The majority of fishing was done with bait. Pilchards, squid and flesh bait were used. We used a double gang of Mustad size 6/0 hooks on 40lb SureCatch Mono, with a 50lb or 80lb leader (the 50lb was much easier to tie) when fishing the reef areas and 50lb SureCatch braid when fishing the deeper water. Both rigs had the size 3, 70lb Crane Coastlock swivels. At the end of the day, I actually preferred using the braid over the mono, even though I got busted off on the coral a couple of times. I found I had a much better feel for the fish and I resorted to virtually no drag. It was a matter of keeping the fish away from the rough coral edges. The key element to the bait fishing was to fish as light as possible and use only enough lead to get to the bottom. This meant that mainly a three-ball to six-ball was being used. One advantage of fishing light was big fish would take the bait on the slow descend and there seemed to be less snags whilst drifting.

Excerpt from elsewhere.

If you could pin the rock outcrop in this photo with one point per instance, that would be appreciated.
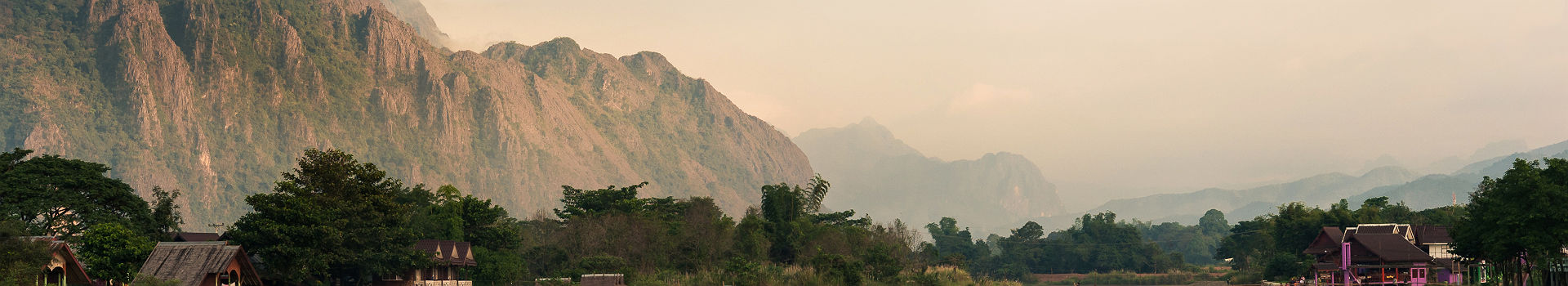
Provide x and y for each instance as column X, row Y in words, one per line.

One morning I woke up early and cast a pilly at the back of the boat and picked up a good sized Spanish mackerel. I also caught red emperor, giant trevally, parrot fish, sweet lip and a couple of big Chinamen, which fought incredibly hard from deep water to the surface. As much as I enjoyed catching a variety of species, coral trout was the main target species for the group, and we caught them in deep water, around 25 -30m, and we caught them in a metre of water, as we coaxed them out from the bombies. A bombie is basically a patch of reef. Casting an unweighted pilchard close to the bombie saw coral trout come out from the reef protection to feed. It was a matter of having no drag and getting them away from the coral as quickly as possible. In the clear, crystal blue water, you could see your unweighted bait slow drifting down and then the fish would come out and hit it hard. It was great fun pulling in fish employing this technique. The different colour patterns of the trout were amazing. The ones pulled from the deep were a deep orange, but the ones pulled from the shallows were the light shade of blue/grey, which resembled the water colour. The largest coral trout of the trip was actually taken by a shark on the way up. Damo was the unlucky angler and at the start of the fight, his drag was a bit loose and the fish had plenty of run. In the end, Damo only pulled up the head, but the size of it indicated that it would have been a good 5kg trout. But the ones that get away are the ones that get you back!
Everyone on the trip was great company and there was plenty of fun had. There was also plenty of planning involved in this trip. A special mention must be made of David Cotelli from CJ’s Pasta in Fortitude Valley for coordinating the trip. He did an amazing job and everyone greatly appreciated his efforts. We also had a few sponsors on board too. A huge thank you to Liquor Legends, Corona, Pure Blonde, XXXX Gold, Bundaberg Rum and Coca-Cola. Also special thanks to L. Wilson & Co. and Shimano for the quality gear which was used on the trip.